2. Dari Ibnu Abbas, Rasul Saw. berdo'a sebagai berikut:

اَللّٰهُــمَّ لَكَ اَسْلَمْتُ وَبِكَ اٰمَنْتُ وَعَلَيْكَ تَوَكَّلْتُ وَاِلَيْكَ اٰنَبْتُ وَبِكَ خَاصَمْتُ، اَللّٰهُمَّ اَعُوْذُ بِعِزَّتِكَ لاَاِلٰهَ اِلاَّ انْتَ اَنْ تُضِلَّنِى اَنْتَ اْلحَيُّ الَّذِىْ لآتَمُوْتُ وَاْلجِنُ ّوَالْاِنْسُ يَمُوْتُونَ (متفقوعليه).

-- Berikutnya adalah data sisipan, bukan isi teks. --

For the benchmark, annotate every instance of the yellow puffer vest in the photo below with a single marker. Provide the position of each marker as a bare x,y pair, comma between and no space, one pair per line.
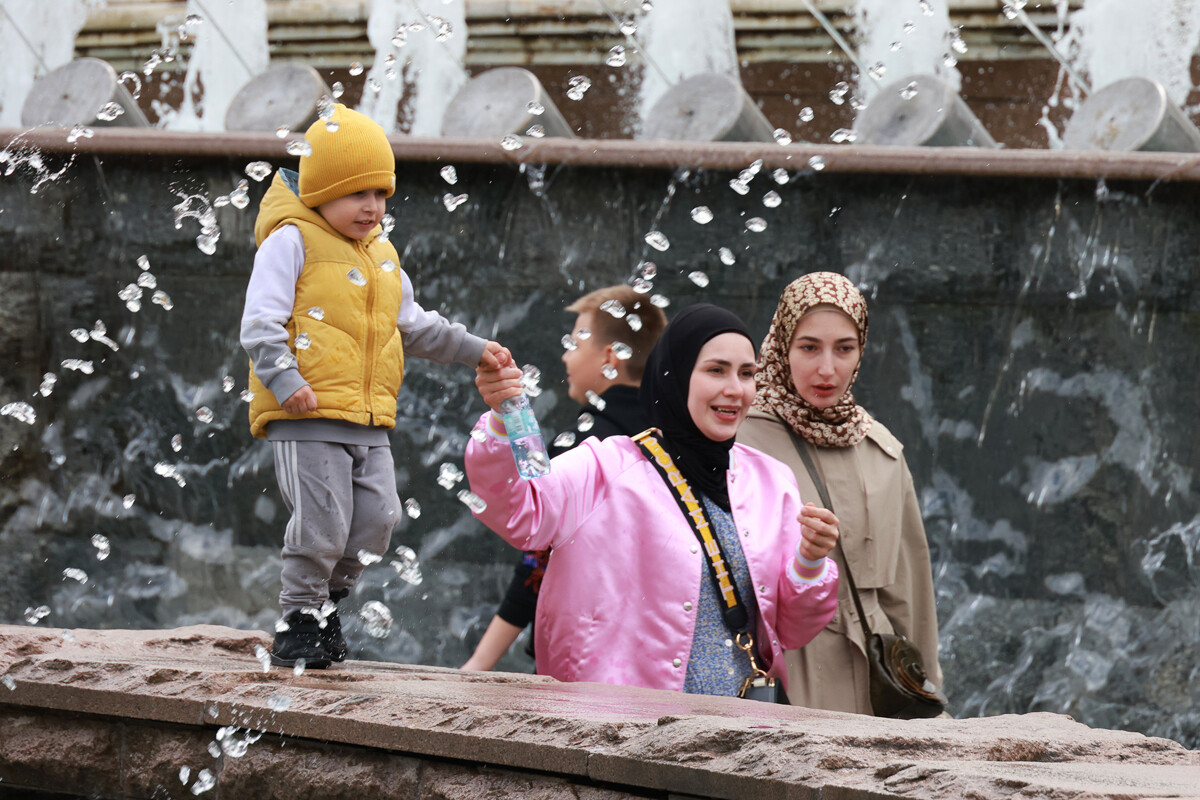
345,318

Artinya : ”Ya Allah, aku berserah diri kepada_Mu, beriman kepada_Mu, dan penuh tawakkal kepada_Mu, kembali kepada_Mu serta berjuang juga kepada_Mu.Ya Allah, lindungilah diriku dengan Perkasa_Mu, tiada Tuhan yang lain kecuali Engkau, janganlah Kau sesatkan diriku, Engkaulah Yang hidup tanpa mati, di saat manusia dan jin binasa semuanya.” (HR. Bukhari-Muslim).